Israel’s nuclear capability is tentative in a sense. The problem is not only just the Jewish cowardice which precludes the government from using effective weapons. The problem is, we do not know if the weapons are effective. No fewer than five to six tests are required to perfect a bomb’s design, but Israel conducted a single test only, decades ago. All the newer designs are completely untested and might produce a negligible explosion only. Israel does not want to risk her deterrence by revealing a faulty design. The claims of an unnecessarily large number of nuclear weapons (around 200) suggest doubts about their operational capacity.

Compared to Israel, other nations are highly successful. Encouraged by Pakistani nuclear proliferation, scores of countries are racing toward the bomb. Nuclear proliferation is unstoppable because the sixty-year-old technology is simple. Two hundred years ago, no one could have imagined terrorists owning Stinger missiles. Decades from now, no one will be able to imagine terrorists without nuclear bombs.

The price tag for nuclear weapons is within the reach of terrorists and poor states. With Pakistan’s still-growing arsenal of fifty nuclear weapons, someone like A.Q. Khan wouldn’t charge more than $50 million for a weapon. Khan got paid even less for transferring major nuclear know-how to Libya, knowledge which would cost it billions of dollars to develop in-house.

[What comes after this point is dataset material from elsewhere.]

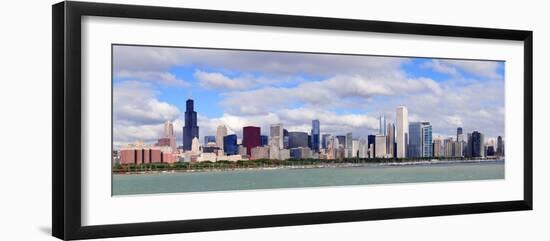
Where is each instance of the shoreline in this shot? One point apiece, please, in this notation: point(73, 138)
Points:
point(314, 166)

Deterrence can only work on the basis of numbers: a country with 200 bombs deters a country with five weapons. Deterrence only works if practiced consistently: nuclear attacks on the enemies’ nuclear sites are a must, and they must be a routine event rather than a mind-boggling exception.
The difference between terrorists and large rogue states in terms of deterrence is insignificant: just like terrorists, North Korea—and to a large degree, Iran—don’t fear nuclear retaliation. They lost millions of people in previous wars and wouldn’t lose larger number in a nuclear strike.

Nuclear damage is not apocalyptic. The weapon cannot be carried into Israel by a missile: even if Iran improves its ballistic missiles, risking a precious weapon to Israeli air defenses would be reckless. Besides, a ballistic missile attack would reveal the aggressor and subject it to considerable retaliation. Instead, nuclear weapons will be delivered into Israel on board a commercial aircraft or in a sea container. The suicide bomber aircraft, probably a private jet, would detonate shortly before landing in an Israeli airport. A sea container can be detonated at the port before inspection. Especially in the later case of a ground-level explosion, the damage wouldn’t be great; it would be less than Israel’s losses in the Yom Kippur War.

Nuclear proliferation makes annexing Judea and Samaria feasible. Significant numbers of Arabs in Israeli towns might discourage terrorists from nuclear attacks. True, Arabs are a nuisance just marginally more tolerable than a nuclear explosion, but they can be molded into acceptable citizens by a heavily nationalist French-type policy: Arabs who served in the IDF, are banned from commemorating Nakba, are denied contacts with the enemy states, and other things ina similar vein would make acceptable neighbors. The annexation would also allow dispersal of the Jewish population from large cities to make nuclear attacks unfeasible—at least as long as the terrorists have more tempting targets in the United States, whose porous border allows for much simpler logistics than Israel’s.

In several months of his unfortunate presidency, Obama has managed to destroy the fragile understanding the Bush administration reached with North Korea over the years. With senseless rhetoric against North Korea’s missile test, Obama gave the communists the sought-after pretext for a nuclear test. By failing to aid them according to the agreement, Obama made nuclearization a no-lose gamble for the communists: their situation vis-à-vis America could not become any worse.

In the short term, Obama’s failure to deal with North Korea increases the regional allies’ reliance on America for protection. In the long term, they will develop their own nuclear shields and start ignoring America.